De plus, le pilulier n’est pas adapté à tous les médicaments (par exemple les liquides). Par ailleurs, les patients ayant une vue ou une dextérité réduite ou encore ceux ayant des difficultés à se repérer dans le temps, sont susceptibles d’avoir du mal à l'utiliser, et finalement ne pas prendre les cachets prescrits.

Les alarmes : un "mémo médicament" sonore

Si le pilulier ne vous convient pas, vous pouvez programmer des alarmes sur votre montre ou votre téléphone. “Les alarmes de rappel ne semblent efficaces que lorsqu'elles sont interactives ou personnalisées”, prévient la chercheuse.

“Vous pouvez désormais acheter des piluliers automatisés avec des alarmes qui se déclenchent à des heures prédéterminées et ne s'arrêtent que lorsque le médicament est retiré. Ceux-ci peuvent être particulièrement utiles pour les personnes ayant des problèmes de mémoire tels que la démence”, ajoute l’experte. 

L’application mobile : elle est aussi adaptée aux traitements à court terme

Les adeptes des nouvelles technologies ont également la possibilité de se tourner vers des applis mobiles. Bien que les plates-formes diffèrent légèrement, leur fonctionnement est souvent similaire : le patient saisit son calendrier de prise de pilules et de renouvellement d'ordonnance, et l'outil envoie des rappels automatiques au moment opportun.

“Les applications de rappel de médicaments ont d'abord été développées pour aider les personnes âgées et les personnes atteintes de maladies chroniques à gérer plusieurs médicaments, précise Amelia Cossart dans son article. Mais elles ont maintenant été adoptées comme un support approprié pour toute personne souhaitant gérer de manière indépendante ses propres médicaments, y compris ceux à court terme tels que les antibiotiques.”

Mais, un des inconvénients de cette solution est qu'il est aisé d’ignorer la notification.

L’empilement d’habitudes : intégrer la prise de médicament dans sa routine

Une réunion de dernière minute au travail, un déjeuner avec des amis… Lorsque notre emploi du temps fait face à des imprévus, il est facile d’oublier de prendre son médicament.
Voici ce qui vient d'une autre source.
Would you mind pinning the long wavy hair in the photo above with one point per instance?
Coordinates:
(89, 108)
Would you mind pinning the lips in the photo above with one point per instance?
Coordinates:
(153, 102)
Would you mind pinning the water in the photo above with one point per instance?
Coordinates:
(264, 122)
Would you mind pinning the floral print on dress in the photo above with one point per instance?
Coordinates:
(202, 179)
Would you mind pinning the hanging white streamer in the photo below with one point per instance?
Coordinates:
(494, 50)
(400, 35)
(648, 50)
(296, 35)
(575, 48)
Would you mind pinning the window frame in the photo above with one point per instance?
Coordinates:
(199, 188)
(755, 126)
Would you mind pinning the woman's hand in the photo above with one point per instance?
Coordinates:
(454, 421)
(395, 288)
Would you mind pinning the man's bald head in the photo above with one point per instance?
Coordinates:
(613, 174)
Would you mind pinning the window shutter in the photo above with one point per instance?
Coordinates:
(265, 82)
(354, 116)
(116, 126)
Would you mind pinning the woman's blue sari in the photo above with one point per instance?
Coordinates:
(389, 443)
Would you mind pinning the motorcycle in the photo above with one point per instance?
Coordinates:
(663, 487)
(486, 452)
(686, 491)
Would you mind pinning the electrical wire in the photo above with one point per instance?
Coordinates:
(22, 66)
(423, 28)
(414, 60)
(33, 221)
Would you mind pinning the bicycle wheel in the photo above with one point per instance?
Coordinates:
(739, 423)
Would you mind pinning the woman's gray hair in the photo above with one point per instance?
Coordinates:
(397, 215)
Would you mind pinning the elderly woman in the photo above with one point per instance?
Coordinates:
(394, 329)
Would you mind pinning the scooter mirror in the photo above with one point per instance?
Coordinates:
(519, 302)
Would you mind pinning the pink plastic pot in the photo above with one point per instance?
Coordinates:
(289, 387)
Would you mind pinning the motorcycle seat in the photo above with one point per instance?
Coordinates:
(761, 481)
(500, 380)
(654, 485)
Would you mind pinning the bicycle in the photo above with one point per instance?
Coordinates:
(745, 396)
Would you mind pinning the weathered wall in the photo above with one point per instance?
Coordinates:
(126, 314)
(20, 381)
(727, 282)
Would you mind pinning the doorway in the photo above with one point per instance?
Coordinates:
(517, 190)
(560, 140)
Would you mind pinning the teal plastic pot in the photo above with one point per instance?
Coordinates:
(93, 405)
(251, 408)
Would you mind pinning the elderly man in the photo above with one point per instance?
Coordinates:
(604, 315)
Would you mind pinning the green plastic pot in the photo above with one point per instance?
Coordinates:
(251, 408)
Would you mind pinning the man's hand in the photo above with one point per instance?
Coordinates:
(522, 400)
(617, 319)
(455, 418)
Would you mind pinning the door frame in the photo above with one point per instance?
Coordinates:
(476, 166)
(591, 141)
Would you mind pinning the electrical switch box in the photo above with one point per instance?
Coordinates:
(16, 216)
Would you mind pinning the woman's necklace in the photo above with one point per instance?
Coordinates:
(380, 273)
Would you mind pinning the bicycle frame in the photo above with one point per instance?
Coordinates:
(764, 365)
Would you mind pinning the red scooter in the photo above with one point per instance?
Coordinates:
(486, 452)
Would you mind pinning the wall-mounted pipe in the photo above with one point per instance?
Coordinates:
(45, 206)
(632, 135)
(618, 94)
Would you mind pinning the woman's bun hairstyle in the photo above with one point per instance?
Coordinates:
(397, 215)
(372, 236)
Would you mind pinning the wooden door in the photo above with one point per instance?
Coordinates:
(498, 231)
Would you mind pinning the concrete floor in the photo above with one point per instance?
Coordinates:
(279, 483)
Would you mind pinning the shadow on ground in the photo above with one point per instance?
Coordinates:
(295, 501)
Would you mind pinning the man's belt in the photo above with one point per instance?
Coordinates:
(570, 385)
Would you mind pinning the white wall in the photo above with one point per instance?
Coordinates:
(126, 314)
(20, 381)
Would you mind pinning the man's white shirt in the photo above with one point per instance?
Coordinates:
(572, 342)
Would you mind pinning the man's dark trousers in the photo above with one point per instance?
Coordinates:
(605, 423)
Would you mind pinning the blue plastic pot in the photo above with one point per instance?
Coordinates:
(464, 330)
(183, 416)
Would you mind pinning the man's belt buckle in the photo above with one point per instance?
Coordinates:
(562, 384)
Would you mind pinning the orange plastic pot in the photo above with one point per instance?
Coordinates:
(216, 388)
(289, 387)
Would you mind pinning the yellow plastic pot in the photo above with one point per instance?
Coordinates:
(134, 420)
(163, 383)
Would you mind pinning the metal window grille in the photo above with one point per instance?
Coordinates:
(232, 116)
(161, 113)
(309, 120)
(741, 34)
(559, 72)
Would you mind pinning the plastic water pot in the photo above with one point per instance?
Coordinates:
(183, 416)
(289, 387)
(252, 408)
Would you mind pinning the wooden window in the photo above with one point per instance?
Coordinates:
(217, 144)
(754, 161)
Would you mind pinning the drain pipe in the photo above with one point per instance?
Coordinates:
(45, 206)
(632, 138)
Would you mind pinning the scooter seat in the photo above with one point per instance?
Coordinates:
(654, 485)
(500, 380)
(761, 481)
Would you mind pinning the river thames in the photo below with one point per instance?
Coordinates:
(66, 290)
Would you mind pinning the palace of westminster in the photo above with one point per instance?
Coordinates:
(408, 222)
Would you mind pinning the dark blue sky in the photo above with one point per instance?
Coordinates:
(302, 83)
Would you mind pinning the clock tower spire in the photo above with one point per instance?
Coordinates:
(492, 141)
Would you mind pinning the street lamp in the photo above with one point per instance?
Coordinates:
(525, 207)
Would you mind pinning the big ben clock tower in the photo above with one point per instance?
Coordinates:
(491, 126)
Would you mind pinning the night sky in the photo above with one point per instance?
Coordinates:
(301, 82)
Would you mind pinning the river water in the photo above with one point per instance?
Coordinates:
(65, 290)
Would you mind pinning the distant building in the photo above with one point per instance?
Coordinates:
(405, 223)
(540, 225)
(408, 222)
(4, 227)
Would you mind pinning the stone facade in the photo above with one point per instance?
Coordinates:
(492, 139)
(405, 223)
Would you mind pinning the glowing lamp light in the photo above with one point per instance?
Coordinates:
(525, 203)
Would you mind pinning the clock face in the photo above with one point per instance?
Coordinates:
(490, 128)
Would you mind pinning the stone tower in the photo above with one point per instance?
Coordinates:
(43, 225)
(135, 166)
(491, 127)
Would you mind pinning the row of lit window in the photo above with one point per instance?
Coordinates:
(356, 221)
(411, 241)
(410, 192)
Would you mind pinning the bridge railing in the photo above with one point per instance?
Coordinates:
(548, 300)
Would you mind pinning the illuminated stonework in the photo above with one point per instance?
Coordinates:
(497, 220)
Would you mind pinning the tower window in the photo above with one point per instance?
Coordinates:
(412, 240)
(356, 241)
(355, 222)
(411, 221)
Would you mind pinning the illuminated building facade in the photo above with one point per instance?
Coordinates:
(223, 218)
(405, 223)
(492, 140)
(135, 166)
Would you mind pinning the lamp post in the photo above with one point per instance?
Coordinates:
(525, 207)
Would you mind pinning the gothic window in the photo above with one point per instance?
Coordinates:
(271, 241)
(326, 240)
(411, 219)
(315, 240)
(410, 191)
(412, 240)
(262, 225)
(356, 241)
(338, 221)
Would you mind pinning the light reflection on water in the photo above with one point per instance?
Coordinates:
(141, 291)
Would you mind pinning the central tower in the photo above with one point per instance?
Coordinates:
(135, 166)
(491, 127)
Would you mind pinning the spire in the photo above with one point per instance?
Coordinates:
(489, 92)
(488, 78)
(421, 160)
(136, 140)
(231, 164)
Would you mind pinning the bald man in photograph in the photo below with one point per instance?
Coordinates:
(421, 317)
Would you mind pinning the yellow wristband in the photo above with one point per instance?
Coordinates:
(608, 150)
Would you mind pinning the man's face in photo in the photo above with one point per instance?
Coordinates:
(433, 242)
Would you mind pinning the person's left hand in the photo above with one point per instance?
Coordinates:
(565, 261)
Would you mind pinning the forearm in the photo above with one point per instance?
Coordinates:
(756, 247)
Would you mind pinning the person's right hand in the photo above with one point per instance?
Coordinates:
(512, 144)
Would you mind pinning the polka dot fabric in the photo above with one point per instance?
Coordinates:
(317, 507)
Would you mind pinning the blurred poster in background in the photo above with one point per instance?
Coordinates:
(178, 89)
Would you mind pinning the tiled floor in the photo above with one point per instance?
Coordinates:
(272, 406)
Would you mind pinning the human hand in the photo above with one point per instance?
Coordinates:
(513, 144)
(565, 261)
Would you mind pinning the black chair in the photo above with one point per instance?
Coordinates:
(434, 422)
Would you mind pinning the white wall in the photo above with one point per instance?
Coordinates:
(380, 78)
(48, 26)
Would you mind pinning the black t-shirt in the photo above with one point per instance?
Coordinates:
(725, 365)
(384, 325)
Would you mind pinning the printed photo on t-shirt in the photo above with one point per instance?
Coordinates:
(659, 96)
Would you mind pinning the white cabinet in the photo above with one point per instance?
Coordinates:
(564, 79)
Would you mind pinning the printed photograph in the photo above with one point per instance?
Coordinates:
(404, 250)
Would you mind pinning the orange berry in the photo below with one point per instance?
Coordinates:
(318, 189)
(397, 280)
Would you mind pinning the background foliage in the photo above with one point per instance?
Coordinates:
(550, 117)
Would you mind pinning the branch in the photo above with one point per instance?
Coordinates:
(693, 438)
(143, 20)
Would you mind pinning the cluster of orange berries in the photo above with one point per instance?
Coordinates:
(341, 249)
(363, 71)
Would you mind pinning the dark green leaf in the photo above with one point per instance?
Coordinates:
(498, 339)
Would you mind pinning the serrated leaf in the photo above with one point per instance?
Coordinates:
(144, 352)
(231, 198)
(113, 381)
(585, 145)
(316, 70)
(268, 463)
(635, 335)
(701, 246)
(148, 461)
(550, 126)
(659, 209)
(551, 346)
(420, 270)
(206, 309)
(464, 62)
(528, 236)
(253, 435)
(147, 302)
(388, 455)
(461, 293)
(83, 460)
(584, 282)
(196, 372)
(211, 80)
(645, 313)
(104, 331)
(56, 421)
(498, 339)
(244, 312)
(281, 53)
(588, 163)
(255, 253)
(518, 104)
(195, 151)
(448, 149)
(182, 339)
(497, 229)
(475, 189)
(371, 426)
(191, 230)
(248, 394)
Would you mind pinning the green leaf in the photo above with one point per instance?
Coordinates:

Et... il faut le reconnaître, le quotidien est souvent bousculé par des événements non planifiés. Pour la chercheuse, c’est pour ça qu’il est intéressant pour les malades chroniques d’adopter l’empilement des habitudes.

Il s’agit de lier la prise d'un traitement à un comportement qui ne change pas d'un jour à l'autre comme se brosser les dents, prendre sa douche ou enlever ses chaussures en entrant dans la maison.